I stayed down there an hour all the same. Not something I’m proud of—but sometimes the key turning in a lock is enough on its own, even when you know someone could come in through a window. I was sure the pomp could get to me if it wanted—no, not wanted, if it had to, it was performing a task, same as me—but you keep the door locked for an hour, you keep the containment fields up, and you come out thinking maybe there was no reason to close yourself off in the first place, and if you’re lucky you only have to believe it another couple of days.
I undid the containment, made my way out quick as I could, entered the cockpit again like I’d only been down in engineering, like I said. Sevens muttered an idle greeting.
The pomp watched me settle into my seat. Its face was almost something. I looked away before I could trip over that almost.
On approach to Earth Depot, the planet itself a super-moon in our viewport, the station lights not quite visible yet, the pomp initiated a conversation for the third time.
“I think I have caused undue anxiety. I guide neither humans nor androids into death.”
Neither it nor Sevens had brought up my episode in the containment chamber, which was nice of them, but whatever gratitude the pomp had bought with its silence was now wiped out by irritation.

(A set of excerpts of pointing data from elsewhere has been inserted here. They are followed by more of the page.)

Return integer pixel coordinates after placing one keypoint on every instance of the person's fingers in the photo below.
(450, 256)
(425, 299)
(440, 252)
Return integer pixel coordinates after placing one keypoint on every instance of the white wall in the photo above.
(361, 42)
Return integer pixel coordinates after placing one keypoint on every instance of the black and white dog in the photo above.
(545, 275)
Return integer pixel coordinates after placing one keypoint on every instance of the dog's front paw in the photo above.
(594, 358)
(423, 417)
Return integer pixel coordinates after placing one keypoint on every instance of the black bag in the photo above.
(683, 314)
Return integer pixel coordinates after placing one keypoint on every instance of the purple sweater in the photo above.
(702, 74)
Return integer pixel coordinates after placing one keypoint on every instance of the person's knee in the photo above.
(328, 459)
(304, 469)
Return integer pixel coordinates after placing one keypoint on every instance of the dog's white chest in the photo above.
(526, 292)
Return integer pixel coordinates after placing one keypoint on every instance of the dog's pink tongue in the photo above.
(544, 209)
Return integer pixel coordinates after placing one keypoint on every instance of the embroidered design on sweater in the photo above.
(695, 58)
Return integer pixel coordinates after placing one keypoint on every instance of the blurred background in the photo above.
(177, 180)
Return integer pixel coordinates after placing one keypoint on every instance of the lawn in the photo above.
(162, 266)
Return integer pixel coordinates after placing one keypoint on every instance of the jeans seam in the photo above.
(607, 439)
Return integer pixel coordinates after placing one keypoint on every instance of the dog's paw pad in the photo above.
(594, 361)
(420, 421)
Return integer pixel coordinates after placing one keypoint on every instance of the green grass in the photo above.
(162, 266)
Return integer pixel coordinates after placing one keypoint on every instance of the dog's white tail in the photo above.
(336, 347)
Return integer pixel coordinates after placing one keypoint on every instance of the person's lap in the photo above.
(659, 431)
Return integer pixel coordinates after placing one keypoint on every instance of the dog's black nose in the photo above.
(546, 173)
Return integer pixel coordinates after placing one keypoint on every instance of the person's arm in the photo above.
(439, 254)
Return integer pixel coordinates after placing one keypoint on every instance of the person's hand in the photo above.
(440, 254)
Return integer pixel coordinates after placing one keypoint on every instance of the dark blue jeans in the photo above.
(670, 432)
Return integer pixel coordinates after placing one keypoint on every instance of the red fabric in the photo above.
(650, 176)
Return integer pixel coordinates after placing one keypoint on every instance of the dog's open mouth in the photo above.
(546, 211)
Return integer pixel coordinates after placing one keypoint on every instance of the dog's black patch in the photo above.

“You coulda mentioned that in the first place.”
“You didn’t ask.”
Which—of course I didn’t, it’s bad manners. Dunno where I heard that. Maybe nowhere. Maybe we living things have instincts for dealing with death. Make sense, wouldn’t it? The one guarantee in life, you wanna be sure you treat it right. Otherwise it would crush us, I reckon. One death after another, all slow like that. Relentless. No, of course we learned how to feel our way through all of that.
Irritation bled away, leaving curiosity.
The pomp was facing the viewport, one hand raised, cradling newborn Earth’s head. I was loathe to interrupt, but it looked at me quick enough when I cleared my throat. Its extrusion looked more human than ever, like a cadaver preserved beneath the thinnest of sheets.
“You mind my asking what kind of people you do guide?”
I shoulda wondered then if I’d resealed the containment chamber behind me. I shoulda remembered the news stories you get once in a while, about how the fuel transport procedures were flawed, that corporate called alarmist. Maybe all this time I shoulda been more worried about hauling around enough antimatter to take a bite out of the solar system.
Maybe then I would have wished I was days away, docking with the Tsukuyomi, heedless of the jaws about to snap shut on empty space.
But I did none of that, ’cause I was morbid curious, and for the first time I was looking at the psychopomp and its indistinct outline, like it wanted to be ten thousand things at once, and thinking maybe I was only one of them.
The psychopomp said nothing. Before I could repeat the question, it faded through the viewport and receded, a sphere of quiet gray, toward the Earth.